Every once in a while somebody in the media makes an issue out of how and why the Canadian company Nordion dominates the world market for the medical isotope Molybdenum-99 (Mo-99). It has come up again, apropos of the Seoul nuclear summit. Nordion owns most of the Mo-99 market because of the way it arranges to have Mo-99 made—in a nuclear fission reactor, using high enriched uranium (HEU) that contains more than 90 percent of the isotope U-235. That is the most efficient way to make large quantities of Mo-99, which is an absolutely essential material for medical diagnosis. Nobody else can compete with Nordion in the North American market—even the mighty General Electric, fed by U.S. government funding, recently gave up trying. However, some people have a problem with Nordion’s supply chain. The problem, they say, is that HEU is also a nuclear bomb material.
By agreement among “responsible” nations, including Canada, the use of HEU is supposed to be phased out. Apparently that is supposed to convince other nations, like Iran, to not produce HEU. This tack doesn’t seem to have had any influence whatsoever on Iran’s current activities. That is because Iran did not have Mo-99 production in mind when it built a cascade of uranium enrichment centrifuges—in secret and without informing the International Atomic Energy Agency until it was “outed” by an opposition group in 2002. Iran built the centrifuges, using stolen designs purchased from Pakistan, because Iran was in a nuclear arms race with Saddam Hussein’s Iraq. They wanted a nuclear bomb.
The agreement among responsible countries to stop using HEU was based on a glaring non sequitur. Countries don’t develop nuclear weapons because other countries use HEU to make Mo-99. They go nuclear for political, military, security, and strategic reasons.
Besides, the same people who demand the phase-out of HEU are perfectly fine with making Mo-99 using low-enriched uranium (LEU), which contains no more than 19.75 percent U-235, the explosive isotope of uranium. Natural uranium contains 0.7 percent of the explosive isotope. To boost the explosive content to more than 0.7 percent, you need special isotope separation equipment. Centrifuges are currently the most effective.
Here’s the kicker: it’s the same equipment that boosts the explosive content of uranium to 3 percent, or 19.75 percent, or 90 percent. If you possess that equipment, then you possess the capability to enrich uranium to 90 percent.
That’s why everybody is nervous about Iran, even though there’s no proof that Iran has enriched uranium beyond 19.75 percent. That’s not the point. The point is, Iran has the capability to do so. That, together with the way Iran acquired the centrifuges (i.e., by buying stolen designs and then building the machines in secret), combined with Iran’s support of known terrorist groups, is why everybody is nervous.

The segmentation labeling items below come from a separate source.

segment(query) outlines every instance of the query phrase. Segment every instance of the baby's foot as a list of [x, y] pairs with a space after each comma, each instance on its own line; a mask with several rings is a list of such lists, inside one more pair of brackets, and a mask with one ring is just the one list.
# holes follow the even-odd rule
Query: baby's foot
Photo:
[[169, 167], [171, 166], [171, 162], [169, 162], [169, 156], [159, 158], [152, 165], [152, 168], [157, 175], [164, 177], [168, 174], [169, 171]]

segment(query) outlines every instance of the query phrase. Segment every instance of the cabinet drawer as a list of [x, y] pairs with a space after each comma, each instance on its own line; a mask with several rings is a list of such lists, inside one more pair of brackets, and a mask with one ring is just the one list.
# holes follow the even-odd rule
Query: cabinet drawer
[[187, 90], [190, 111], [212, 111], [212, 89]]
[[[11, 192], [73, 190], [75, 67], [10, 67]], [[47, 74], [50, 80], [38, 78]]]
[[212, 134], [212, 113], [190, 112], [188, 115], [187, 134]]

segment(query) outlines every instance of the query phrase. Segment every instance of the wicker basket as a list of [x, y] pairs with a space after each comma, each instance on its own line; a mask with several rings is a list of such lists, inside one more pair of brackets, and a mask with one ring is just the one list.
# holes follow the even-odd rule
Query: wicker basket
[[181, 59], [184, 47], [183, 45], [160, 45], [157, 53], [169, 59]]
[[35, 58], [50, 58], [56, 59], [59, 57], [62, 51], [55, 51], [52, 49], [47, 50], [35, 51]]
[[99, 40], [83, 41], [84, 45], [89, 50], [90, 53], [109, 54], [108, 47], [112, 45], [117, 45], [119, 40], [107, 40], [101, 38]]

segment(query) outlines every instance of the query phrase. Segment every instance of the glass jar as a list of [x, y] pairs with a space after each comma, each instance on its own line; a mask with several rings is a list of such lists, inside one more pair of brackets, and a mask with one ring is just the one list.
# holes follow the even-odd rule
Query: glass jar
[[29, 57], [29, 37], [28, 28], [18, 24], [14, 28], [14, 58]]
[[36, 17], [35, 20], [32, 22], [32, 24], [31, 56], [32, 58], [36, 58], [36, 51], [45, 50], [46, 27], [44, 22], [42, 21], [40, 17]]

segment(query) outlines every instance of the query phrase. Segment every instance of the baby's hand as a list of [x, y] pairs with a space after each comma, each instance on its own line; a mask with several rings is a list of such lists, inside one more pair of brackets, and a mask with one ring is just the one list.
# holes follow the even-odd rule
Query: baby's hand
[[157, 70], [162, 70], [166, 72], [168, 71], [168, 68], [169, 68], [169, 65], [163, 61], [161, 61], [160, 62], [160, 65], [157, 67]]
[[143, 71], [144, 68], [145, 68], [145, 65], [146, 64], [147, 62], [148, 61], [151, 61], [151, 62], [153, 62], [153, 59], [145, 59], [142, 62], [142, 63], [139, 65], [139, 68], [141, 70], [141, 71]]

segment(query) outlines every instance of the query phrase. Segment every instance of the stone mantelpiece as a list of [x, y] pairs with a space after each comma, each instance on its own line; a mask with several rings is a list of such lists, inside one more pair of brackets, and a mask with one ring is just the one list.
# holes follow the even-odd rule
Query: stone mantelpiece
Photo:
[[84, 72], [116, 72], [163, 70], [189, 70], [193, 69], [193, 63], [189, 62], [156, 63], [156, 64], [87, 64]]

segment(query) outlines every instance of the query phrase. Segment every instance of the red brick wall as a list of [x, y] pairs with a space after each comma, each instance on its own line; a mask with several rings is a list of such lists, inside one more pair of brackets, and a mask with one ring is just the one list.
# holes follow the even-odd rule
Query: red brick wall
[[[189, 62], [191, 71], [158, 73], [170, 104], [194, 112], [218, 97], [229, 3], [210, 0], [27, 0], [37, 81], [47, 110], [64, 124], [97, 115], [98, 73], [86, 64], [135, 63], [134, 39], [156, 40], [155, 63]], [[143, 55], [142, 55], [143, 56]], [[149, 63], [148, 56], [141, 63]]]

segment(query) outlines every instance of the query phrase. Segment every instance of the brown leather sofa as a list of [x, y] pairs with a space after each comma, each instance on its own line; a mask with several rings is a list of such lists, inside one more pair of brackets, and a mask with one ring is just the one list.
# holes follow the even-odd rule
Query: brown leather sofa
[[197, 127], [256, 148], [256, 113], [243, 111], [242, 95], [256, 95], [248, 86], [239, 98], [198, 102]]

Returning to Canada, and Nordion: it seems simply facile to claim that Nordion’s use of HEU to make Mo-99 constitutes any kind of nuclear proliferation threat. There’s no more threat of proliferation in Nordion’s use of HEU than there is in my father’s purchase of gasoline for his car. It’s not the material itself that constitutes the treat. It’s who has it, or who can make it.
And speaking of which: who makes the HEU from which Nordion’s Mo-99 is manufactured? The United States. Is there any reason whatsoever to doubt that when the U.S. sells HEU to Canada it’s for peaceful purposes?
Of course not.
A couple days ago the Globe and Mail published a piece outlining Nordion’s 2010 Mo-99 deal with a Russian supplier. While printing the obligatory quotes from the usual muddleheaded anti-proliferation crowd, the piece did emphasize that Mo-99 is essential for medical diagnosis. It helps save lives.
That’s the bottom line.
The last sentence in the fourth-last paragraph seems to me to have, in its words “anything other than”, one negation too many.
GRL, you’re right. Thanks for pointing it out. I’ve amended the offending sentence.
While a fresh load of high enriched uranium might be a somewhat attractive to a group wishing to make a nuclear bomb, after a bit of time in the reactor, the resulting fission products make the stuff pretty much useless for bombs. Not only is it difficult to handle for bomb-making, but the radioactivity from the fission products would quickly destroy the triggers needed to make a bomb work. Very quickly it becomes a whole lot easier to start from scratch by enriching uranium.
Good point. I’d add that while a fresh load of HEU is theoretically attractive to someone wanting to steal it, in practical terms a plan to hijack an HEU shipment is guaranteed to not work.
Think of what the hijackers would have to do. First, intercept the shipment and defeat the security escort detail (big gunfight). Then spirit the HEU off to some secret location, with local, provincial, national, and international security forces in hot pursuit. Then, assuming a perfect escape, build the bomb in the secret lab. And then bring it to the target and set it off.
Only works if you’re willing to suspend credulity. The Austin Powers writer Mike Myers was more realistic. Dr. Evil was smart enough to hijack a bomb ready made.